Sabah güneşi henüz dünyayı döllemeye başlamadan, ruhları dölleyen ezan sesiyle uyanan bir çocukla, çan sesleri arasında gözlerini dünyaya açan çocuğun dünyaya bakışı, sanat anlayışı, duygu ve düşünceleri elbette bir olamaz. Öyleyse sanatın en evrensel duruşunu, kendi medeniyetinin mührünü üzerinde taşıyarak, insanlara orijinal kimliğini tanıtmasında aramalıyız. Taklidin iğrençliğine bürünerek orta yere sürülen hiçbir yapıt sanat eseri olamaz. Sanat eserine baktığım veya o eseri duyduğum zaman, beni yoğuran kültürümü zihnimden boşaltamıyorsa o, medeniyetimin ürünü değil demektir. Bunların yoğun bir şekilde ülke coğrafyamda geziniyor olması, insanlarımın kimliğiyle de ilgilidir. Kimlik bunalımı yaşayan hangi millet, dünyaya bir nefes üfleyebilmiştir ki? Bugünkü halimizin bir kimlik buhranı olmadığını kim söyleyebilir?
Dili derinliğine duymadan o dille şiir yazılamaz. Şiiri bırakalım, türkü bile söylenemez. Hangi dil, ağız dilinizde kelime kaymaklarına bürünebiliyorsa, siz o dilin şairisiniz. Kelimeler adeta dilinizde rüya görür ve hayaller hakikatlere bürünür. Yahya Kemal boşuna söylemiyor:
“ Yürü!. Hür maviliğin bittiği son hadde kadar!../ İnsan âlemde hayâl ettiği müddetçe yaşar!”
Rüyalarımız bile medeniyetimizin havzasının boşalmasıyla ilgili; bir Müslüman rüyasında Buda’yı değil ama Peygamber’imizi görür. Hayallerimiz de kültür ve medeniyetimizle doğru orantılı olarak büyür.

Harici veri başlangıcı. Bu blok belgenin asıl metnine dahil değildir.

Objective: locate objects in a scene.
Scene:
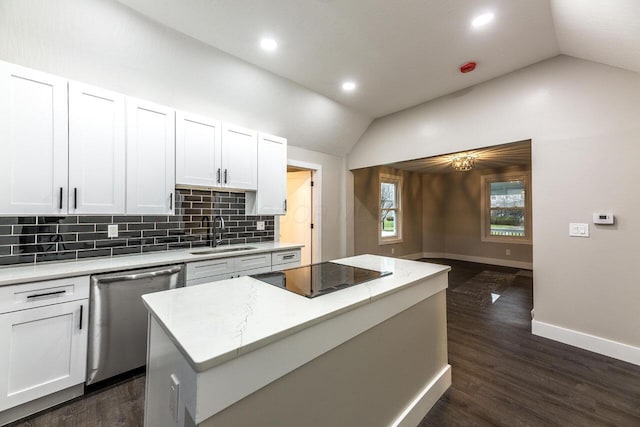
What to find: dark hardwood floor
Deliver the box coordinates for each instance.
[8,259,640,426]
[419,258,640,427]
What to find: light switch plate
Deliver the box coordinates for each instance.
[569,223,589,237]
[256,221,265,231]
[107,224,119,238]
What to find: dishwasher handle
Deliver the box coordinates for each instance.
[97,266,183,284]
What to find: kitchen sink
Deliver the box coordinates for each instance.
[190,246,257,255]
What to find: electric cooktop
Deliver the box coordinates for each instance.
[251,262,392,298]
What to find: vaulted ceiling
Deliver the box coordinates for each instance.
[118,0,640,118]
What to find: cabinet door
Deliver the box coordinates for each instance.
[126,98,176,214]
[176,112,222,187]
[221,124,257,190]
[0,62,68,215]
[256,133,287,215]
[69,82,126,214]
[0,300,88,411]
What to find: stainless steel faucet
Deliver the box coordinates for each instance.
[212,215,225,247]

Dilin bütün incelikleri ve büyüsü şiirde yansır; çünkü şiir bir ince sanattır. Büyü, bağlı bulunulan medeniyetin anlam taşmasıdır. Bu nedenle bir başka dile, aynı taşmayla tercüme edilmesi mümkün değildir.

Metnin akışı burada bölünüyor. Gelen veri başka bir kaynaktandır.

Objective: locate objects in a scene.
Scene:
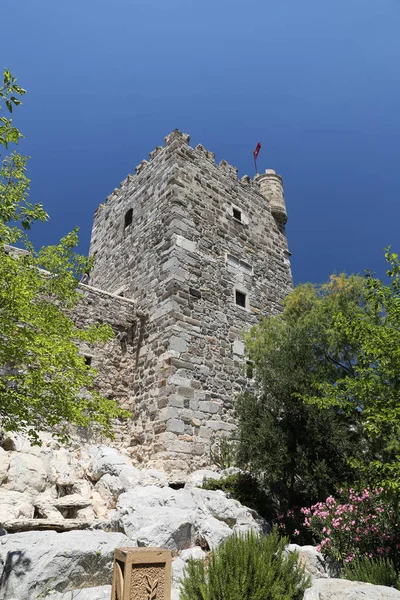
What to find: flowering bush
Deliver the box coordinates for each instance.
[276,508,314,545]
[302,488,400,566]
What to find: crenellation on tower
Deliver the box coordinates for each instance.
[195,144,216,163]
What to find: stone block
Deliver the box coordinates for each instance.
[169,336,188,353]
[198,401,221,414]
[233,339,245,356]
[175,235,197,253]
[206,420,237,432]
[167,419,185,433]
[167,374,193,387]
[177,386,194,399]
[198,427,212,440]
[159,407,179,421]
[168,394,185,408]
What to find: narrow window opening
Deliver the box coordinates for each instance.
[124,208,133,229]
[232,207,242,221]
[84,355,92,367]
[235,290,246,308]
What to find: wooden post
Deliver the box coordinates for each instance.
[111,547,172,600]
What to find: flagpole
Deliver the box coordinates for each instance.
[254,156,258,176]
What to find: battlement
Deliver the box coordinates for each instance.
[97,129,285,213]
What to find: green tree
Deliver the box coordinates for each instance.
[0,69,125,444]
[236,274,365,510]
[305,250,400,491]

Şair, kelimeleri toprak yerine gönüllere eker; o bir gönül işçisidir. Mevsim bahar olunca bu kelimeler çiçek verir ve bahçe adeta alevlenir. Bu bahçenin kokusu ve görüntüsüyle büyüyenler bir millet oluşturur. İslam bahçemiz yıllar yılıdır tarumar olduğundan mis kokulara hasret kalmışız ve göz zevkimizle birlikte gönül zevkimizi yani sanat tutkunluğumuzu da kaybetmişiz. Dünyada yaşayan insanlara ruhumuzu yontup güzelliğimizi gösterene kadar da boynu büküklüğümüz ve şaşkınlığımız devam edecektir. Bütün İstanbul’u kaynatsanız, bir Süleymaniye’nin; bir Sultanahmet’in, Selimiye’nin… ruhunu diriltmek bir yana, onları yaralamaktan başka bir şey yapmış olmazsınız. Bu kadar kendinden uzaklaşan, adeta kendi kendine düşman kesilen bir toplumun “paralel” değil, yamuk yapıları hiç eksik olmaz.